Spleeter Pre-Processing

gazugafan commented 3 years ago

I've been testing this out to automatically generate forced alignment Karaoke lyrics for an open source project. So far the results are super impressive! I've tested a TON of options, and this is by far the best I've found. Nothing comes close!

My basic workflow is... 1) Isolate the vocals using spleeter. This works really well and leaves you with separate WAV files for the vocals and the accompaniment. 2) Lookup lyrics on genius 3) Supply AutoLyrixAlign with the lyrics and the original polyphonic music file to get timestamped words.

It works pretty great! I started wondering, though... since spleeter is fairly new, and seems to work really well... have you considered training a new dataset on just the isolated vocals? Would that give even more accurate results?

In other words... isolate the vocals by processing all of the songs in the dataset with spleeter first, and then train the same way you did before (but using just the isolated vocals instead of the original polyphonic audio). And of course, when running the alignment, be sure to pre-process the input using spleeter (or assume the input is already isolated vocals from spleeter).

What do you think? Is this a crazy idea?

swanux commented 3 years ago

Exactly the same applies to me. With some pre-, and post-processing the result is truly incredible.

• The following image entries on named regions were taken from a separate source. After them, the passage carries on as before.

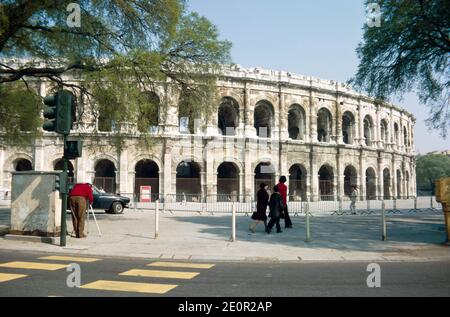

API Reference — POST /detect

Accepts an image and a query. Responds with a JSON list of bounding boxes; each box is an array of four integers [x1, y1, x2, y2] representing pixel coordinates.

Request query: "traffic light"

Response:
[[64, 141, 83, 160], [55, 172, 67, 194], [42, 90, 75, 135]]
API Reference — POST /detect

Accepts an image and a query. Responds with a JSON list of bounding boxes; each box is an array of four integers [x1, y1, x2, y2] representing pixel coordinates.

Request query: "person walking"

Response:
[[266, 186, 284, 234], [249, 183, 269, 233], [350, 185, 358, 215], [69, 184, 94, 238], [277, 176, 292, 229]]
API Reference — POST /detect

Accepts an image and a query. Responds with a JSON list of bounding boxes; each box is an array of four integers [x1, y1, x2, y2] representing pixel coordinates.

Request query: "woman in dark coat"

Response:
[[266, 186, 284, 233], [249, 183, 269, 233]]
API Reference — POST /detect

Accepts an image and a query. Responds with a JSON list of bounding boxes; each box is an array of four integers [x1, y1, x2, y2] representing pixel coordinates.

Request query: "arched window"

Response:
[[289, 164, 307, 201], [364, 115, 374, 146], [94, 159, 116, 194], [134, 160, 159, 201], [288, 105, 306, 140], [13, 159, 33, 172], [366, 167, 377, 200], [317, 108, 333, 142], [176, 161, 202, 202], [217, 162, 239, 201], [137, 91, 160, 133], [319, 165, 334, 200], [217, 97, 239, 136], [53, 160, 75, 184], [254, 101, 274, 138], [342, 111, 355, 144], [344, 165, 358, 196], [383, 168, 391, 199], [380, 119, 389, 146]]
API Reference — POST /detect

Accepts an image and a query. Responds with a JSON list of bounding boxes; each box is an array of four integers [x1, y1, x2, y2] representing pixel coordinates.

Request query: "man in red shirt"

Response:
[[277, 176, 292, 228], [69, 184, 94, 238]]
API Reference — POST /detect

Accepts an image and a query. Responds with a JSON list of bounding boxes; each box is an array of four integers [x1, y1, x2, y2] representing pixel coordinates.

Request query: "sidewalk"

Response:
[[0, 208, 450, 262]]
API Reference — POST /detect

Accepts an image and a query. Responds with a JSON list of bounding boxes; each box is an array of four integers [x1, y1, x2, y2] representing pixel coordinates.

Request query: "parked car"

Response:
[[68, 185, 130, 214]]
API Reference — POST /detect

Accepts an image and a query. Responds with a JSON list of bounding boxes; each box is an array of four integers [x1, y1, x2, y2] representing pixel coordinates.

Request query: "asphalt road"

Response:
[[0, 251, 450, 297]]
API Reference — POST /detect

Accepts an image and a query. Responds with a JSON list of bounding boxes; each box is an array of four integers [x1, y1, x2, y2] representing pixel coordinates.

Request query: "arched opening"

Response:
[[397, 170, 403, 199], [137, 91, 161, 133], [380, 119, 389, 147], [319, 165, 334, 200], [403, 127, 409, 147], [217, 97, 239, 136], [53, 160, 75, 184], [383, 168, 391, 199], [255, 163, 275, 197], [344, 165, 358, 196], [289, 164, 307, 201], [254, 101, 274, 138], [366, 167, 377, 200], [176, 161, 202, 202], [342, 111, 355, 144], [94, 159, 116, 193], [134, 160, 159, 201], [288, 105, 306, 140], [13, 159, 33, 172], [394, 123, 400, 145], [317, 108, 333, 142], [217, 162, 239, 201], [405, 171, 409, 199], [364, 115, 373, 146]]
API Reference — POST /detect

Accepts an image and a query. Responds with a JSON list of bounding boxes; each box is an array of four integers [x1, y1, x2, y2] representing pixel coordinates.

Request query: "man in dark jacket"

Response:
[[266, 186, 284, 233], [69, 184, 94, 238]]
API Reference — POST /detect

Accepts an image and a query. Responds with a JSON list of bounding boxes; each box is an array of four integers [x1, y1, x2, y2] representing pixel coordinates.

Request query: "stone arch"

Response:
[[366, 167, 377, 200], [363, 114, 375, 146], [342, 111, 356, 144], [289, 164, 308, 201], [176, 161, 202, 202], [317, 107, 333, 142], [318, 164, 334, 200], [134, 159, 161, 201], [288, 104, 306, 140], [94, 159, 117, 193], [254, 100, 275, 138], [344, 164, 358, 196], [217, 97, 240, 136], [217, 162, 240, 201]]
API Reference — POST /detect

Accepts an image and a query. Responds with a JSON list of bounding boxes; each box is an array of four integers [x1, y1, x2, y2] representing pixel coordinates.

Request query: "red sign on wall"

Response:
[[139, 186, 152, 203]]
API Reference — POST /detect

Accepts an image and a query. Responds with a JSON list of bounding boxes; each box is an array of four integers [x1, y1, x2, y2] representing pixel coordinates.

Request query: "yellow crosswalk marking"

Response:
[[119, 270, 200, 280], [147, 262, 215, 269], [0, 273, 28, 283], [0, 261, 67, 271], [39, 255, 101, 263], [81, 280, 178, 294]]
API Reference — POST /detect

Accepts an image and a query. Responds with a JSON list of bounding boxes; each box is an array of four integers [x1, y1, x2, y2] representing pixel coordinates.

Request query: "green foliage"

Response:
[[352, 0, 450, 138], [0, 0, 231, 147], [416, 154, 450, 191], [0, 82, 43, 146]]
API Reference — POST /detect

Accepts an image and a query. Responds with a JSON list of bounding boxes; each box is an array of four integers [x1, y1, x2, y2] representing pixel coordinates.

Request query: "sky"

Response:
[[189, 0, 450, 154]]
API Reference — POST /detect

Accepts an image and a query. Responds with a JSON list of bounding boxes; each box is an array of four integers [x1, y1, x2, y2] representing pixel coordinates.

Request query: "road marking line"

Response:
[[81, 280, 178, 294], [119, 270, 200, 280], [39, 255, 101, 263], [0, 273, 28, 283], [0, 261, 68, 271], [147, 262, 215, 269]]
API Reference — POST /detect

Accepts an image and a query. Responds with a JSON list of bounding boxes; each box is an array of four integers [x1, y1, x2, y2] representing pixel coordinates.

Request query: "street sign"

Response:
[[139, 186, 152, 203]]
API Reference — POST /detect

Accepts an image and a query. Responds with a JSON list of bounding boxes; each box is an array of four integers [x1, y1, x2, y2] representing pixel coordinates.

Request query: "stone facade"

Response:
[[0, 66, 416, 200]]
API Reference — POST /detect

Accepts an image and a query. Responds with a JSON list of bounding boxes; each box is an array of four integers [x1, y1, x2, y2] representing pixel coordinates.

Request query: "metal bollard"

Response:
[[381, 200, 387, 241], [231, 202, 236, 242], [155, 200, 159, 239]]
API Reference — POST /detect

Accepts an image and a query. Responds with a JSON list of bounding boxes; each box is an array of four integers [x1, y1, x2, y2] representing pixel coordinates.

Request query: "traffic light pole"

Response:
[[60, 135, 69, 247]]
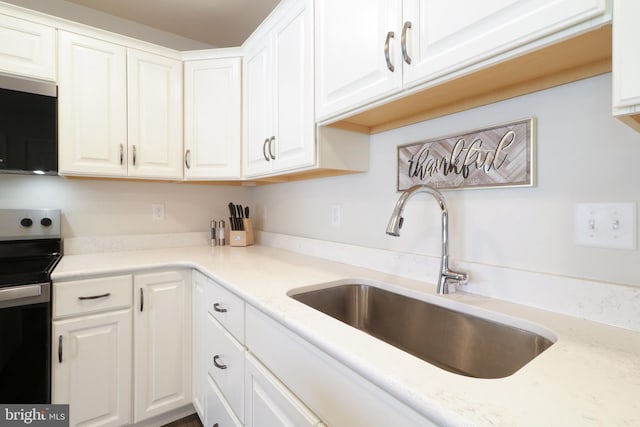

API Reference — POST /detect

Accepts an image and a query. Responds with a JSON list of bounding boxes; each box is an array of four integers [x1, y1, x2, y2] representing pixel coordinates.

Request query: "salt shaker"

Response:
[[216, 220, 226, 246]]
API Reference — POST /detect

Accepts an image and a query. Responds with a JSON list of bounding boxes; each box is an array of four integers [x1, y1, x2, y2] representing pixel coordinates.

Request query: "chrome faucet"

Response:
[[387, 185, 467, 295]]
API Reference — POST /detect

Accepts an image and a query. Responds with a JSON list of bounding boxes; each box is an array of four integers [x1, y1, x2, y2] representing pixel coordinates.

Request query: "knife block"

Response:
[[229, 218, 253, 246]]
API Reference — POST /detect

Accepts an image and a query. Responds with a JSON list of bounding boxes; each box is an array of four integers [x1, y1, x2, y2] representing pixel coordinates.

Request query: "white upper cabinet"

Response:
[[58, 31, 128, 177], [399, 0, 606, 86], [243, 0, 316, 177], [315, 0, 402, 119], [613, 0, 640, 131], [0, 14, 56, 81], [58, 31, 182, 179], [184, 57, 242, 180], [316, 0, 608, 121], [127, 49, 182, 179]]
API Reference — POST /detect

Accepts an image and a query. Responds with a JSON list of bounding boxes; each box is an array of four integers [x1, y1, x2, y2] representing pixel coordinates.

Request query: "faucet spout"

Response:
[[387, 185, 468, 294]]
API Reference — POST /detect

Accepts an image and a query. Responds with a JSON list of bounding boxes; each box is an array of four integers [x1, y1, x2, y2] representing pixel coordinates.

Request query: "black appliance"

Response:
[[0, 209, 62, 404], [0, 75, 58, 175]]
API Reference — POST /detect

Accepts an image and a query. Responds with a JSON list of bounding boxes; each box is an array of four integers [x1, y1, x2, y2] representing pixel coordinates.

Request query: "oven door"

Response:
[[0, 283, 51, 404]]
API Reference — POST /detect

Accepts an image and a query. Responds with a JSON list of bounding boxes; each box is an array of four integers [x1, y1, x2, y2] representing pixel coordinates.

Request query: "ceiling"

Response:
[[4, 0, 279, 50], [68, 0, 278, 47]]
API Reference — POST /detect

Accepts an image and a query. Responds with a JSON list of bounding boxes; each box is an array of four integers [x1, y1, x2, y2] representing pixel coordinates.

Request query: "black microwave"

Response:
[[0, 75, 58, 175]]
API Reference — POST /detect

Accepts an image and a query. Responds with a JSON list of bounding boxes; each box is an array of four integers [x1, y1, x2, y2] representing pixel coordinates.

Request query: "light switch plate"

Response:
[[574, 202, 637, 250], [151, 203, 164, 221]]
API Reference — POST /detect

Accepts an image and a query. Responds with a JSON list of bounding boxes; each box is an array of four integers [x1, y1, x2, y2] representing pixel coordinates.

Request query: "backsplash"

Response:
[[253, 74, 640, 290]]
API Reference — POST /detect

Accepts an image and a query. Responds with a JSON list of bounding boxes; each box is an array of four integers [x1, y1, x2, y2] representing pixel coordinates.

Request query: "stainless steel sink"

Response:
[[289, 284, 553, 378]]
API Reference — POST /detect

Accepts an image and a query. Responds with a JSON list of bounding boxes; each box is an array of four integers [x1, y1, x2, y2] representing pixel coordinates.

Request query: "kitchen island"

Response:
[[52, 245, 640, 426]]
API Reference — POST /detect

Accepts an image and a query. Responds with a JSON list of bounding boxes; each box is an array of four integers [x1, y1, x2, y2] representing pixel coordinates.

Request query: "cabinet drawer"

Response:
[[206, 315, 244, 421], [205, 376, 242, 427], [245, 352, 324, 427], [205, 280, 244, 344], [53, 274, 132, 319]]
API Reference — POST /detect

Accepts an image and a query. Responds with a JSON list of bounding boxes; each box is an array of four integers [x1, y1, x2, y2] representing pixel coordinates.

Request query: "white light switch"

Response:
[[151, 203, 164, 221], [331, 205, 342, 227], [574, 203, 637, 250]]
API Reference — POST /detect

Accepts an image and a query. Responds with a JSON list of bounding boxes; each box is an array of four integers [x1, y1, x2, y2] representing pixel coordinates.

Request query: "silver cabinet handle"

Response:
[[269, 136, 276, 160], [384, 31, 396, 73], [78, 292, 111, 301], [213, 303, 227, 313], [184, 150, 191, 169], [213, 354, 227, 369], [400, 21, 411, 64], [262, 138, 271, 161]]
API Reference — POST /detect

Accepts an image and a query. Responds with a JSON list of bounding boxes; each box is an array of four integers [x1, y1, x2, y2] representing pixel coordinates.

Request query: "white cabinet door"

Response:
[[243, 0, 316, 177], [315, 0, 402, 120], [398, 0, 606, 87], [58, 31, 127, 177], [127, 49, 182, 179], [134, 271, 191, 423], [0, 14, 56, 81], [245, 353, 320, 427], [191, 271, 208, 422], [52, 309, 132, 426], [184, 58, 242, 180], [270, 2, 316, 171], [613, 0, 640, 131], [242, 37, 275, 176]]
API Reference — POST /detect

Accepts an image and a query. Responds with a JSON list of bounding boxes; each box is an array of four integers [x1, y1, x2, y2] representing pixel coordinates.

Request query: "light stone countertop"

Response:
[[52, 246, 640, 426]]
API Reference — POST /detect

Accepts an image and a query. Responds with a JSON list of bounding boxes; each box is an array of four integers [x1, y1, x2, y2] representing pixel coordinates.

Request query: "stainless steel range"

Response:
[[0, 209, 62, 404]]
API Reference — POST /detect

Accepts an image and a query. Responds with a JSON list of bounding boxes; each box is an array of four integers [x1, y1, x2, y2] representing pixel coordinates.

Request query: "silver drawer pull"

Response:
[[0, 285, 42, 301], [401, 21, 411, 64], [213, 354, 227, 369], [78, 292, 111, 301], [384, 31, 396, 73], [213, 303, 227, 313]]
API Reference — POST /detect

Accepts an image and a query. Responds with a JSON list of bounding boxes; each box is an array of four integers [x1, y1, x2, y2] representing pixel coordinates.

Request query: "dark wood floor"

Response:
[[163, 414, 202, 427]]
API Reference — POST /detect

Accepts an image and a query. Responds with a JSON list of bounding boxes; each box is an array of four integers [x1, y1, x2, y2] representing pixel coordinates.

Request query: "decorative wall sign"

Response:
[[398, 118, 535, 191]]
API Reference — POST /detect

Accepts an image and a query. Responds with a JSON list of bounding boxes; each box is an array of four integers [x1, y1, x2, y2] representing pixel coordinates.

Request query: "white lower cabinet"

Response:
[[208, 376, 242, 427], [52, 270, 192, 427], [133, 271, 191, 423], [52, 309, 131, 426], [244, 353, 324, 427], [191, 270, 207, 420], [51, 275, 132, 427]]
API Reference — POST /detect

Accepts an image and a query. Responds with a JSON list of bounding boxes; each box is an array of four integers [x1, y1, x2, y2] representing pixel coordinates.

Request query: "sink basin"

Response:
[[289, 284, 553, 378]]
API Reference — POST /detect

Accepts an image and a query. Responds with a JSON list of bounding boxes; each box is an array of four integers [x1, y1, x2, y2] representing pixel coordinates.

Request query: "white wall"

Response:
[[0, 175, 251, 238], [253, 74, 640, 286]]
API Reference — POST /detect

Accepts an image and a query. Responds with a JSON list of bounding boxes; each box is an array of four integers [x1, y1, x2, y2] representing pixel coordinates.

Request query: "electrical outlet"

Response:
[[574, 203, 637, 250], [151, 203, 164, 221], [331, 205, 342, 227]]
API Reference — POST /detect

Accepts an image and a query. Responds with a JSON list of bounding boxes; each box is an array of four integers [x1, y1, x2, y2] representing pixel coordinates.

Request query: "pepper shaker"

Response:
[[209, 219, 218, 246], [216, 220, 226, 246]]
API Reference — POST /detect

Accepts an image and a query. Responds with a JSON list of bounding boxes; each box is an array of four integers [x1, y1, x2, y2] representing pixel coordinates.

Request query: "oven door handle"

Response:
[[0, 285, 42, 301]]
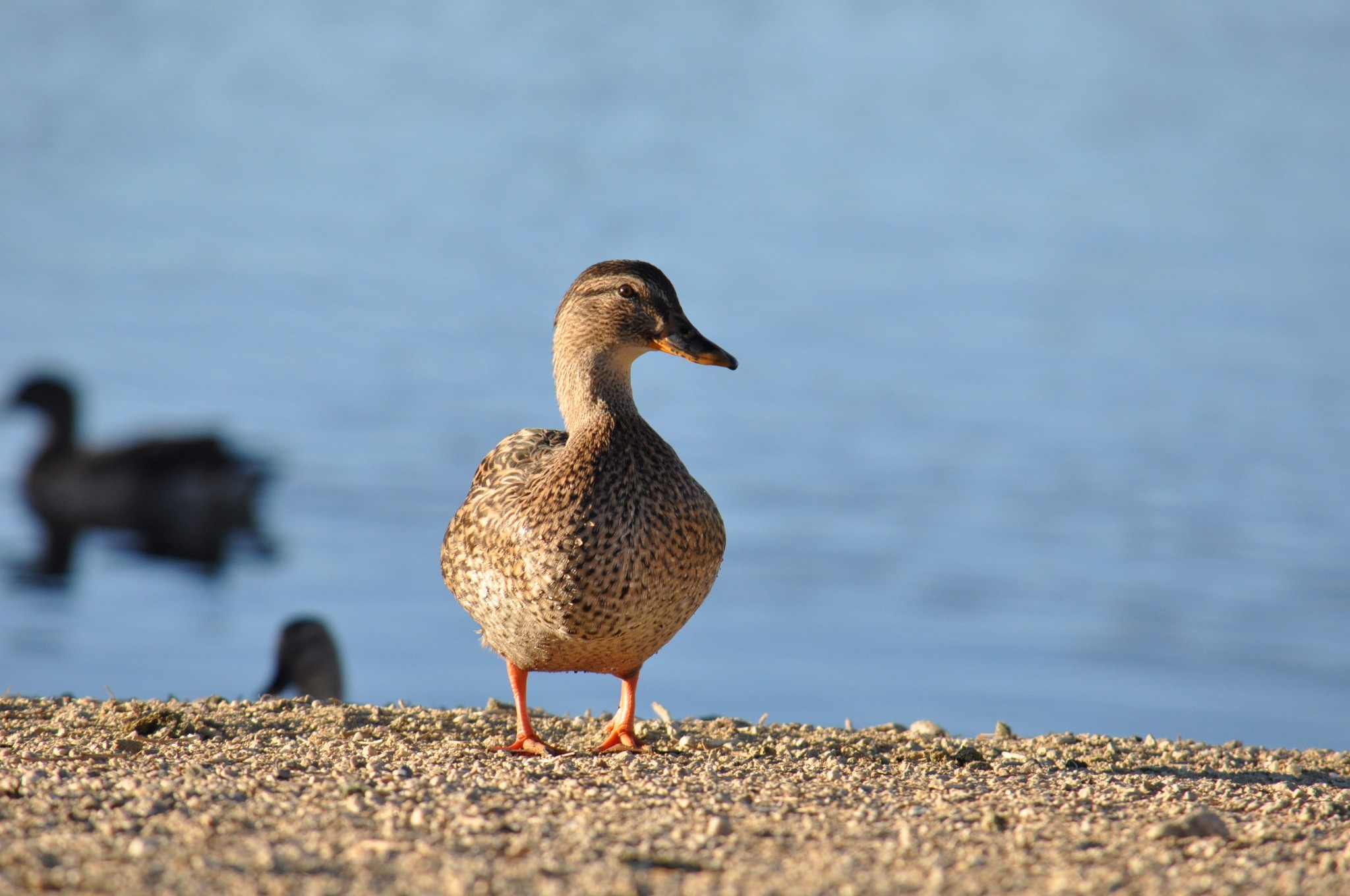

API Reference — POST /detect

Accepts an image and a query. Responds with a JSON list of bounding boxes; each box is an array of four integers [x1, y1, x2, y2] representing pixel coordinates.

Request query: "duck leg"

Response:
[[595, 668, 647, 753], [488, 660, 567, 756]]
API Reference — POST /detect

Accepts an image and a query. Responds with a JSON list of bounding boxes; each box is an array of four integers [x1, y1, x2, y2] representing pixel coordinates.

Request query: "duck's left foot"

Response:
[[593, 722, 651, 753]]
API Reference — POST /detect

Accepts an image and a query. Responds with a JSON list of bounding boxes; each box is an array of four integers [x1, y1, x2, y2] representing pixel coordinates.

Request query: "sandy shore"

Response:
[[0, 696, 1350, 895]]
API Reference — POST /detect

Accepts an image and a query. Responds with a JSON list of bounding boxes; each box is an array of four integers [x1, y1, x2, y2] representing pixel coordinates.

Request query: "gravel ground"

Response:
[[0, 696, 1350, 895]]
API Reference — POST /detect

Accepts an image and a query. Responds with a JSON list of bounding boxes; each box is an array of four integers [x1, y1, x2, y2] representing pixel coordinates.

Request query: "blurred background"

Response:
[[0, 0, 1350, 749]]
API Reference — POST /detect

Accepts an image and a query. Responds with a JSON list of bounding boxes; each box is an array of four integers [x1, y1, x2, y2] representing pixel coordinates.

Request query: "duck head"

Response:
[[554, 260, 737, 370], [554, 260, 736, 430], [9, 374, 76, 437]]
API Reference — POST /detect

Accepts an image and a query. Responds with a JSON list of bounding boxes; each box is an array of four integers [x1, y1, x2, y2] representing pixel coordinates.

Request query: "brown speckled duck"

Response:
[[440, 260, 736, 754]]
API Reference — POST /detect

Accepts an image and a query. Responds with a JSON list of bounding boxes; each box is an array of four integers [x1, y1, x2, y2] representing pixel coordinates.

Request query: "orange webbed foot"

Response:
[[487, 734, 568, 756], [593, 722, 651, 753]]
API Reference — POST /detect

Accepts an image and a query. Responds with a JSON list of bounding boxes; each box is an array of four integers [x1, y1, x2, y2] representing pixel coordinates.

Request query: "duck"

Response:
[[9, 374, 270, 582], [259, 617, 341, 700], [440, 260, 737, 754]]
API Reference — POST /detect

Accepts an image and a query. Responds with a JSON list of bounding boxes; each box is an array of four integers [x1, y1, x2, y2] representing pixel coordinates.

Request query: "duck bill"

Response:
[[648, 325, 737, 370]]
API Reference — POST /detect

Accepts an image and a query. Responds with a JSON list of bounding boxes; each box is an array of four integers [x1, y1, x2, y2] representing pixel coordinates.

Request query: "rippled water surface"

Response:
[[0, 1, 1350, 749]]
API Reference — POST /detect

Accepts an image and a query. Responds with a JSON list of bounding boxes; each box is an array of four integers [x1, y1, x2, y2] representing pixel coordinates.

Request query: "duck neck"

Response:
[[38, 401, 76, 457], [554, 344, 643, 435]]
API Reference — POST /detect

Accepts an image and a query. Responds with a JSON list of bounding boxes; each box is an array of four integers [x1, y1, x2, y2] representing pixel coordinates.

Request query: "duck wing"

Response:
[[440, 429, 567, 623]]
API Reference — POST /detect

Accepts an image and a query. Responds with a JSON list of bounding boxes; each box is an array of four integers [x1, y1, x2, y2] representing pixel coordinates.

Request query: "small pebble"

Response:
[[910, 719, 947, 737], [1149, 806, 1230, 839]]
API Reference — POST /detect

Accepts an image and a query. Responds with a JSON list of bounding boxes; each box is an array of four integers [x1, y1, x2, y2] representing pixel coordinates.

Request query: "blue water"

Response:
[[0, 0, 1350, 749]]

Regarding spleeter, I thought about it too, but after I read their papers, I think it may not be as useful as thought. See here

I may be completely wrong though as I have nothing to do with math / IT / neural networks.

gazugafan commented 3 years ago

I took a quick shot at trying it out myself, but honestly it's a bit over my head as well. My instinct was just telling me that the vocals (being sung and not spoken like a normal speech to text dataset) must be the key to it working so well. And if that's the case, the accompaniment being there would just get in the way. Maybe the accompaniment actually does help, though. Interesting!

Can I ask what pre and post processing you're doing, @swanux ? I'm trying out lots of combinations right now, but haven't figured out what works best.

chitralekha18 commented 3 years ago

Hi Ken,

Thanks for the feedback. We did try training the acoustic model with extracted vocals. However we have used sony's open unmix, not spleeter (Unmix and spleeter performances are reported to be similar). The alignment results were comparable to using polyphonic (mix audio). We will publish these results soon.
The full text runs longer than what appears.